A Real-World Benchmark for Evaluating Fine-Grained Issue Solving Capabilities of Large Language Models

Published 27 Nov 2024 in cs.SE | (2411.18019v1)

Abstract: Automatically resolving software issues is crucial for software development in practice, impacting the software quality and user experience. The process of resolving real-world issues encompasses tasks such as question-answering (QA), fault localization, and code editing. Existing benchmarks such as HumanEval fall short in their ability to assess LLMs' proficiency in solving issues within a codebase. Although benchmarks like SWE-Bench are designed to evaluate the LLMs' capability to handle real-world GitHub issues, the end-to-end evaluation method cannot provide granular insights on the performance of subtasks involved in issue solving. To address existing deficiencies in benchmarking LLMs for practical software engineering tasks, we introduce FAUN-Eval, a benchmark specifically designed to evaluate the Fine-grAined issUe solviNg capabilities of LLMs. FAUN-Eval systematically assesses LLMs across three distinct tasks: QA, fault localization, and code editing. This benchmark is constructed using a dataset curated from 30 well-known GitHub repositories.
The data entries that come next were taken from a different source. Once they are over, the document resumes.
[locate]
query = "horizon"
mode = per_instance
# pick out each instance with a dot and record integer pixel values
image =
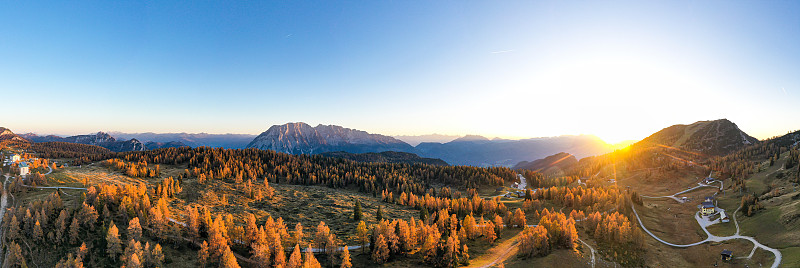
(455, 136)
(618, 70)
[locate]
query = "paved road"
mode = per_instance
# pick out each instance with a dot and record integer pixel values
(522, 184)
(713, 238)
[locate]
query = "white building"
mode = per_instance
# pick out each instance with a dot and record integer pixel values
(23, 169)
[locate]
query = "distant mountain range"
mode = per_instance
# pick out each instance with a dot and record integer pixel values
(100, 139)
(416, 140)
(710, 138)
(229, 141)
(301, 138)
(480, 151)
(560, 160)
(8, 135)
(386, 157)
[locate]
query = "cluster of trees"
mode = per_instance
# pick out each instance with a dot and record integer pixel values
(595, 199)
(134, 169)
(49, 222)
(168, 188)
(750, 204)
(440, 242)
(82, 153)
(239, 164)
(555, 230)
(744, 162)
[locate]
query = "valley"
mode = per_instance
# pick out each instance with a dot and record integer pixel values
(640, 208)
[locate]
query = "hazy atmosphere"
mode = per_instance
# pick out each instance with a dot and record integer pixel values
(383, 134)
(616, 69)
For each entry, issue and pull request (PR) pairs are meticulously compiled and validated using cross-referencing and keyword verification methods. FAUN-Eval includes 300 entries and employs both LLM and manual checks to ensure data quality. We evaluate ten LLMs with FAUN-Eval, including four closed-source and six open-source models. Our experimental results reveal several key findings. We find that the top-performing LLMs differ across the different tasks. Additionally, features in issues may lead LLMs to generate incorrect information. Moreover, models may vary in their proficiency with texts of different lengths.